Emanating from two pentagrams on the two walls of the art space, the complex symbolism of these signs radiates through the exhibition space. Materialized as rubber bands, the beams are reflected by the ceiling, becoming signifiers of cultural symbols.
This creates a kind of room-in-room, a double circle with a loudspeaker in its middle, from which a quiet voice can be heard.
But disturbances, concentrations and nervous tangles are also present in this semantic arena. Not only knots, but also a complex referential system a revealed; as we know from Alfred Adler’s study “On the Nervous Character,” disquiet is also a source of creativity.
There is a second audio source in front of the wall with the red symbol, which seems to emerge from a red text cloud. The text cloud entails a critical reflection of our culture: in this case, quotations from Nietzsche’s Götzendämmerung (Twilight of the Idols) (dark red) and excerpts from Adler’s individual psychological study Über den nervösen Charakter (On the Nervous Character) (light red).
How does a cultural space come to be? What are the contingencies for creative production? In the audible texts, we are confronted with individual cultural experiences, such as childhood memories and self-ruminations. Here is where the individual and cultural backgrounds come full circle.
A red thread has infiltrated itself into the corona surrounding the black symbol.
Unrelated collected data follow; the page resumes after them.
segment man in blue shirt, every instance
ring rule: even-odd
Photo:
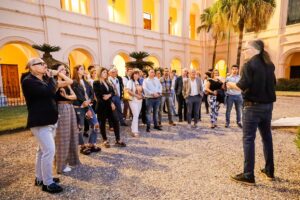
[[[232,65],[231,75],[226,78],[226,82],[233,82],[233,83],[239,82],[240,75],[238,73],[239,73],[239,66]],[[240,128],[242,128],[241,112],[242,112],[243,97],[241,94],[241,90],[227,89],[226,97],[227,98],[226,98],[226,124],[225,124],[225,127],[229,128],[230,113],[231,113],[232,106],[234,104],[235,111],[236,111],[236,123]]]

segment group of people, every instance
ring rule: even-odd
[[[260,46],[255,42],[251,44],[252,46],[249,46],[257,49],[257,52],[265,52],[259,49]],[[83,65],[75,66],[72,78],[70,78],[65,65],[56,64],[48,69],[40,58],[32,58],[27,68],[29,73],[21,78],[21,82],[28,108],[28,127],[39,144],[35,185],[42,186],[43,191],[50,193],[63,190],[58,184],[59,179],[52,176],[53,161],[55,161],[57,173],[71,171],[70,166],[80,164],[79,152],[89,155],[101,151],[101,148],[97,146],[99,132],[103,139],[102,146],[109,148],[111,144],[107,138],[106,125],[115,134],[114,145],[126,147],[121,139],[120,126],[128,126],[126,122],[128,118],[132,118],[131,135],[133,137],[139,136],[140,118],[146,125],[147,133],[151,131],[151,123],[154,129],[162,130],[163,112],[167,112],[171,126],[176,126],[174,117],[178,116],[179,122],[187,121],[188,127],[196,128],[198,122],[201,121],[203,100],[206,112],[210,112],[211,128],[217,127],[220,103],[227,105],[225,127],[230,126],[230,112],[235,104],[236,122],[242,128],[241,91],[246,91],[249,96],[249,99],[244,97],[244,105],[263,107],[265,111],[271,112],[271,104],[274,101],[267,97],[261,101],[262,97],[252,96],[256,90],[253,88],[251,90],[253,78],[250,76],[253,76],[251,74],[253,72],[248,67],[246,68],[248,71],[244,70],[241,78],[238,72],[239,67],[236,65],[232,66],[231,74],[226,79],[219,76],[218,70],[212,70],[206,73],[204,80],[194,69],[189,71],[183,69],[182,75],[177,76],[176,71],[170,72],[169,68],[164,68],[162,74],[160,71],[150,69],[146,75],[141,70],[128,67],[126,76],[120,77],[116,68],[108,70],[89,66],[87,73]],[[271,73],[271,69],[261,70]],[[270,84],[270,80],[272,80],[270,77],[267,78],[264,84]],[[259,91],[263,93],[264,88],[269,89],[264,85]],[[267,92],[262,95],[273,95],[273,91]],[[248,102],[253,103],[250,105]],[[262,106],[265,103],[270,105]],[[210,111],[208,106],[210,106]],[[270,143],[272,138],[271,132],[267,130],[268,124],[262,125],[267,119],[263,119],[265,120],[263,122],[258,121],[256,124],[250,123],[252,119],[248,117],[243,116],[243,119],[246,119],[243,124],[246,123],[244,147],[246,146],[247,168],[245,170],[247,171],[234,179],[253,182],[254,158],[250,154],[254,153],[252,144],[255,138],[253,137],[254,130],[258,126],[263,131],[266,135],[263,141],[266,143]],[[249,132],[251,132],[251,137],[248,136]],[[86,143],[84,136],[88,137]],[[264,148],[265,155],[268,157],[265,173],[270,176],[274,174],[273,154],[269,152],[271,150],[273,151],[272,144]]]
It has left the beams’ path and is caught on a pillar of this cultural and art space. If one is positioned so that the knot is visible, the red thread may be seen to open up the illusory space into the third dimension. Behind this, a man appears to balance along a red floor line on the wall as he enters the room, encompassed by the clouds of his thoughts.
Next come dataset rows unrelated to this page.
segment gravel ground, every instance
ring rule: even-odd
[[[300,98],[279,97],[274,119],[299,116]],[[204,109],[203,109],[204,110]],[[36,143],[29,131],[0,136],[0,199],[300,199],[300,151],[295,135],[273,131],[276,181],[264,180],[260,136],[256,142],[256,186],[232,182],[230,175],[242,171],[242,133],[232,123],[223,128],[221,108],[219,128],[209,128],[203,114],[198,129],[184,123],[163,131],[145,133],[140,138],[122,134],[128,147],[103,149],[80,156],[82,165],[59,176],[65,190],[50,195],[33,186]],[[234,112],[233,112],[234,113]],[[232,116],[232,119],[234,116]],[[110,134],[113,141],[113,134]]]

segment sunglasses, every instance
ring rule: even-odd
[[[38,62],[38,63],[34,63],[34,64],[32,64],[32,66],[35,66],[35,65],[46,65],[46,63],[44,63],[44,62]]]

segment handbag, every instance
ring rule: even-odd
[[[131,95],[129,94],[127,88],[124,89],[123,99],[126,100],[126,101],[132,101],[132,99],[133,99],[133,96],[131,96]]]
But the red thread is severed: the hold it has on the architectural detail of the supporting pillar is provisional.
Much can be associated with the notion of the nervous, from the nervous era at turn of the 20th century to the turn of the new century (“the nervous decade”) from the uncertainties of computer crashes to the present-day Euro crisis.
The color of the overall installation references the triad of the German flag: black and red thread, on which hang golden, laser cut symbols that have visually influenced our cultural understanding. These include the Star of David, the pentagram, the sun cross, the peace sign, the stars of the European Union, and the like.
At night, the publically visible exhibition space is illuminated as well, transformed into a symbolic starry sky.